Salat ve Selam Âlemlere Rahmet, İnsanlığa Hidayet Olarak Gönderilen Vahyin Elçisi, Nübüvvet Kandilinin Son Işığı, İslam Ümmetinin Lideri, Mücahidlerin Kumandanı, Başkomutan Rasullullah (sav)’e, Kıymetli Ev Halkına, Güzide Ashabına, Onları Takip Eden Tabiilerine, Ardından Geçmişte Yaşamış, Bugün Yaşayan Kıyamete Kadar Yaşayacak Olan Tüm Mü’min ve Mü’mine’lerin üzerine olsun İnşaAllah.
Bugün İslam ümmetinin başına gelen zillet apaçık ortadadır. Ümmet bir beden halinde düşünüldüğünde her organı yaralanmış, azaları kesilmiş ve ölüme terk edilmiş durumdadır. Zayıflık ve bitkinlikleri sebebiyle düşmanları üzerine üşüşmüş her biri bir parça koparmaktadır. Dinleri bozulmuş, dünleri unutturulmuş, yarınlarından umutsuz her biri acı içerisinde kıvranmaktadır.
Coğrafyaları darmadağınık. Kıymet ve ağırlığı kalmamış. Dün kafirler, Müslümanları gördüğünde titrerken bugün Allah onların korkusunu kalplerinden çıkarmış.
Al-i İmran 160:“ Allah size yardım ederse, artık size üstün gelecek hiç kimse yoktur. Eğer sizi bırakıverirse, ondan sonra size kim yardım eder?”

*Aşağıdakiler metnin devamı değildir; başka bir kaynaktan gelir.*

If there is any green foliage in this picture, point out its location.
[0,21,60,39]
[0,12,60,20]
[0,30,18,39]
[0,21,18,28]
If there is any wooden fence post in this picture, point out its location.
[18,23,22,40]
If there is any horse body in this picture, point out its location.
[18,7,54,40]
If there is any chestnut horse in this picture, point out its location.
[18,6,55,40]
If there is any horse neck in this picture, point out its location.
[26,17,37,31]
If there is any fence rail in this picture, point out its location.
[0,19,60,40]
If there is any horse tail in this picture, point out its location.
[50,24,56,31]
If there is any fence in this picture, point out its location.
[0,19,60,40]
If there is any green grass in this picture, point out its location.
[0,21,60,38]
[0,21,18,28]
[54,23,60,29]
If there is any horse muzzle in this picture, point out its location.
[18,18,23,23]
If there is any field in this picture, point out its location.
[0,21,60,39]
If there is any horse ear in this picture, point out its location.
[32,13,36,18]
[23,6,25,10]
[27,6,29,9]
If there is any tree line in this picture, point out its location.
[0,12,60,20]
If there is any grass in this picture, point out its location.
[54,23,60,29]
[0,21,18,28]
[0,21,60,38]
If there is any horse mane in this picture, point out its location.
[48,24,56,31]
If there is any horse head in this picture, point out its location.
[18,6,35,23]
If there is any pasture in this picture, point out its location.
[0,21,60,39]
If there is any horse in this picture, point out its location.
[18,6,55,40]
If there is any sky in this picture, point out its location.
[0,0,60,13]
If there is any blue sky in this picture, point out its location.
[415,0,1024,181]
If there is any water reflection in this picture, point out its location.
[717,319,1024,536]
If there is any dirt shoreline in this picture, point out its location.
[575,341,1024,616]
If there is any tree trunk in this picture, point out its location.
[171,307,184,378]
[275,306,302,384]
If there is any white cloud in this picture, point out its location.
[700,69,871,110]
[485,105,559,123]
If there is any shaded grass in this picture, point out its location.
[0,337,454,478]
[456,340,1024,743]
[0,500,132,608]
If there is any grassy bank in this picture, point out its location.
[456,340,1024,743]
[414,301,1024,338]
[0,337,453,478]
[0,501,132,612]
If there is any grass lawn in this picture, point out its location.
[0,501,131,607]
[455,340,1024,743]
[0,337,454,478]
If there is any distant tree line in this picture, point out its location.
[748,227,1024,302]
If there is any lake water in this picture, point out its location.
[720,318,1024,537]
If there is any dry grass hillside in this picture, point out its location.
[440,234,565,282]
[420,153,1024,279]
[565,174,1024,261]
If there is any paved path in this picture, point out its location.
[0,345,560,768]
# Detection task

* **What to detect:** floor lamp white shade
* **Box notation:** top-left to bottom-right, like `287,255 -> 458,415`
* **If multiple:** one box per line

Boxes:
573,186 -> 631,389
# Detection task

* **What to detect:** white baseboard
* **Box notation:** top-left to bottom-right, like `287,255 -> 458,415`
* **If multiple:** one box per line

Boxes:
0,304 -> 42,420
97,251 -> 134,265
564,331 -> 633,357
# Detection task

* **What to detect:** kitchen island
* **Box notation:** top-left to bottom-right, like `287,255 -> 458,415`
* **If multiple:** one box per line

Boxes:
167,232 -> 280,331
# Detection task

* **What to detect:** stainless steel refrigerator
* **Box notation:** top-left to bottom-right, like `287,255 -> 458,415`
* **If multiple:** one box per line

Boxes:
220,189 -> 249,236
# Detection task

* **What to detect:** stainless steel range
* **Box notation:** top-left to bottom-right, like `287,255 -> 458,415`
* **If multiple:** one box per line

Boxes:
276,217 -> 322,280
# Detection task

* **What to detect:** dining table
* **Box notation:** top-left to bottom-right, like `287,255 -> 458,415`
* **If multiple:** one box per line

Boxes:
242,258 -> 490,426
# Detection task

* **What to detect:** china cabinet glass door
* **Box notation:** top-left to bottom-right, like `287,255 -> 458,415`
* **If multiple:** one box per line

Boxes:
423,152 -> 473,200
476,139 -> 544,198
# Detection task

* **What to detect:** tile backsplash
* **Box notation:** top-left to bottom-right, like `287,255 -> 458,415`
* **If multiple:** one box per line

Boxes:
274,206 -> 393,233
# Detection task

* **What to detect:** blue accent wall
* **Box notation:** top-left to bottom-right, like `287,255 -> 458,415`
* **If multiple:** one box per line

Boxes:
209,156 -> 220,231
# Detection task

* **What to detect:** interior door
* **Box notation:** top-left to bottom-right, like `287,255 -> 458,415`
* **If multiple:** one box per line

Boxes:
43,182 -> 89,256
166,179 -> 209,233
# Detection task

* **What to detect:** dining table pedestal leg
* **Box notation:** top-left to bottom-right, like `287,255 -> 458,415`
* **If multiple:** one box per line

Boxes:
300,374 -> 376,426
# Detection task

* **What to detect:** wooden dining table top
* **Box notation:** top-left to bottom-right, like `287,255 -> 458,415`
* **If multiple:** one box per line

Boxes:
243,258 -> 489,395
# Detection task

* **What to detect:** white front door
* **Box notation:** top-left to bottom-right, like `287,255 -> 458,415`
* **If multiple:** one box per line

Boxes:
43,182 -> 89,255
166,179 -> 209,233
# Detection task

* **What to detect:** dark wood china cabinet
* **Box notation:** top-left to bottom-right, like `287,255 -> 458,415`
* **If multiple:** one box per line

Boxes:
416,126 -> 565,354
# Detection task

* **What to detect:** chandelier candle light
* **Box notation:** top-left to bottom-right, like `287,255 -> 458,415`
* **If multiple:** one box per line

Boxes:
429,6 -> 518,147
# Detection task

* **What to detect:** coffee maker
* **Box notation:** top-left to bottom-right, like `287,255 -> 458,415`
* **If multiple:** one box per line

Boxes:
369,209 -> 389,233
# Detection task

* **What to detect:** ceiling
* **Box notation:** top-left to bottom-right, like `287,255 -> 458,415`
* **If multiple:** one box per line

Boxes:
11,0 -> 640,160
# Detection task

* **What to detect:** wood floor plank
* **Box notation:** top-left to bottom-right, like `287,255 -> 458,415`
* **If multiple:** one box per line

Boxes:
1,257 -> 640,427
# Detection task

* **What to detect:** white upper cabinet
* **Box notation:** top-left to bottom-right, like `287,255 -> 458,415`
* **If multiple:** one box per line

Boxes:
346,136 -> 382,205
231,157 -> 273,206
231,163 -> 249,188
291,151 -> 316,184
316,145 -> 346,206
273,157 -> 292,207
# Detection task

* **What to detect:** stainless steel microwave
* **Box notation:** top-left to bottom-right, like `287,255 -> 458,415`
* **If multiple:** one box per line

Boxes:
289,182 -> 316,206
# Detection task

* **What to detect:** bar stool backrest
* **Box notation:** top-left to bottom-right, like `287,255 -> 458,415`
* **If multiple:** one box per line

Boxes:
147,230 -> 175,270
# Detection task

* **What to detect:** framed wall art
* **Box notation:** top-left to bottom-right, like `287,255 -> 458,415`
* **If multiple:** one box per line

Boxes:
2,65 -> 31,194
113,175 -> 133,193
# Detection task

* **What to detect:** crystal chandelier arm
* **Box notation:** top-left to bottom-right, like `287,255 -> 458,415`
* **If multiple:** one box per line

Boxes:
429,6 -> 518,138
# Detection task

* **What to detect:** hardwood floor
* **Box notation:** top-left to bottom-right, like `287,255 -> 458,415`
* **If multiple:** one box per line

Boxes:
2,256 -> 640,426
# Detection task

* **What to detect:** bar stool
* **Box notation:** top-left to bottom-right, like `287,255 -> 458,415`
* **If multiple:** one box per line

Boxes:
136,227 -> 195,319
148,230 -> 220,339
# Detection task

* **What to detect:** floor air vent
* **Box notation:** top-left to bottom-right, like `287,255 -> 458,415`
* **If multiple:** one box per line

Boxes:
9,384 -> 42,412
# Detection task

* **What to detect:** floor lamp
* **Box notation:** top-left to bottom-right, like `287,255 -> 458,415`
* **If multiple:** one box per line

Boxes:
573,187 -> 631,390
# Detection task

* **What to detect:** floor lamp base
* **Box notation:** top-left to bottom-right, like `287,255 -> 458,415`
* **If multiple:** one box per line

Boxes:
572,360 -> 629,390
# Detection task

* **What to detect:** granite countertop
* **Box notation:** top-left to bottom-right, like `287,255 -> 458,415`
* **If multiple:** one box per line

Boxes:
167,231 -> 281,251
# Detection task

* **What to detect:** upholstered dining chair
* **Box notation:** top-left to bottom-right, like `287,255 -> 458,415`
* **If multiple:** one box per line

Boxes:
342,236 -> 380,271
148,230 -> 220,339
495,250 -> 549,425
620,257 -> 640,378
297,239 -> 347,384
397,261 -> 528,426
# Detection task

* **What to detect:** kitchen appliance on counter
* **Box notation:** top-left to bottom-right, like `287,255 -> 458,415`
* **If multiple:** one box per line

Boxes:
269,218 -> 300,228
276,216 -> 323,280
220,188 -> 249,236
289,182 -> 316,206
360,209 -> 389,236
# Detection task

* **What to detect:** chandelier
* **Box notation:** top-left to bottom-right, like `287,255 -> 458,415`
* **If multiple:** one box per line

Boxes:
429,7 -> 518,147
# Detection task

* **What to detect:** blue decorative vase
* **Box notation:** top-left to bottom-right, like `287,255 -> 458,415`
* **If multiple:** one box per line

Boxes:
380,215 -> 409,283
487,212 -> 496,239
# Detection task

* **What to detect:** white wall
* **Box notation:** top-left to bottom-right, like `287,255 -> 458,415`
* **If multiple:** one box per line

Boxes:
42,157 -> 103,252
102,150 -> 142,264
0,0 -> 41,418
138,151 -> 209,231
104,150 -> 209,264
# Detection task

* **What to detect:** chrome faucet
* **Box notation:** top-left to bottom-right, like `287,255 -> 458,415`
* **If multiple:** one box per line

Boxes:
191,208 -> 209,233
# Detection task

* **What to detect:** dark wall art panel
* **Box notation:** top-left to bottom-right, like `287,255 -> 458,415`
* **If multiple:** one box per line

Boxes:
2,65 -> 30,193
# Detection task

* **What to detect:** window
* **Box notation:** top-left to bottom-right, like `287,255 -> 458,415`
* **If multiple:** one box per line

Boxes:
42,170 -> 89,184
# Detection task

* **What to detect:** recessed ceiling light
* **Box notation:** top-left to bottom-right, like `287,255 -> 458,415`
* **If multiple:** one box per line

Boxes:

Allah’ın kaderinin mutlak etkinliği ile bu kaderin insanların; davranış, eylem ve işlerinin sonucunun gerçekleşmesi arasında şaşmaz bir denge vardır. Yüce Allah’ın kanunu sonuçların sebeplerden sonra gelmesini öngörmektedir. Ancak sonuçları doğuran bizzat sebeplerin kendisi değildir. Müessir etken Allah’tır. Ve yüce Allah, kaderi ve iradesi uyarınca sonuçları sebeplerden sonraya bırakmıştır. Bu yüzden insandan, görevini yerine getirmesini, çaba sarf etmesini, gereken neyse onu yapmasını istemektedir. Sonra da bunların miktarına uygun sonucu meydana getirmektedir.
O halde Allah Subhanehu ve Teala’nın yardımından önce nefislerimize dönmemiz ve onda bulunanları değiştirmemiz, Allah Subhanehu ve Teala’nın gazabına sebep olacak şeylerden uzaklaşıp O’nun razı olacaklarına sarılmamız gereklidir.
Ra’d 11: “Bir toplum kendi nefislerinde bulunanı değiştirmedikçe Allah o toplumu değiştirmez.”
İslam, insan fıtratına aykırı, insanın değerini düşürecek bütün davranışları yasaklar. İçki içmek, zina etmek, hırsızlık yapmak, isyan etmek, muhalefet etmek, bağyetmek, gadretmek gibi. Bunlar ve bunlara benzer bütün fiiller insanın kalitesini düşürür. İşte bu günahlardan sakınanlar izzet, şeref ve haysiyet sahibidirler. Bunları yapanlar ise şereflerini kaybederler, zelil olurlar.
Münafıkun 8: “İzzet ancak Allah’ın, Onun Rasulunun ve (O’na iman ve itaat eden) Müminlerindir.”
Allah Subhanehu ve Teala izzet ve şerefin kaynağının bizzat Muiz olan zatının, Onun Alemlere Rahmet olarak seçtiği elçisinin ve O’nun yolunda sebat ile yürüyen itaatle beraber zerre miktarı sapmayan Müminlerindir diye vaad ettikten sonra başka yerlerde üstünlük aramak, başka yolla zafer beklemek, dünyaperestlik iste yardım istemek ancak izzetten mahrum olmayı doğurur. Sünnetullah ile sabittir ki: İman, ihlas ile emre itaat ahireti isteyerek gönülden dünya sevgisini çıkartıp kalbi ve hayatı Şeriata bağlayan kimselere Allah Subhanehu ve Teala yeryüzü hakimiyeti, zafer ve iktidar ile ikramda bulunmuştur.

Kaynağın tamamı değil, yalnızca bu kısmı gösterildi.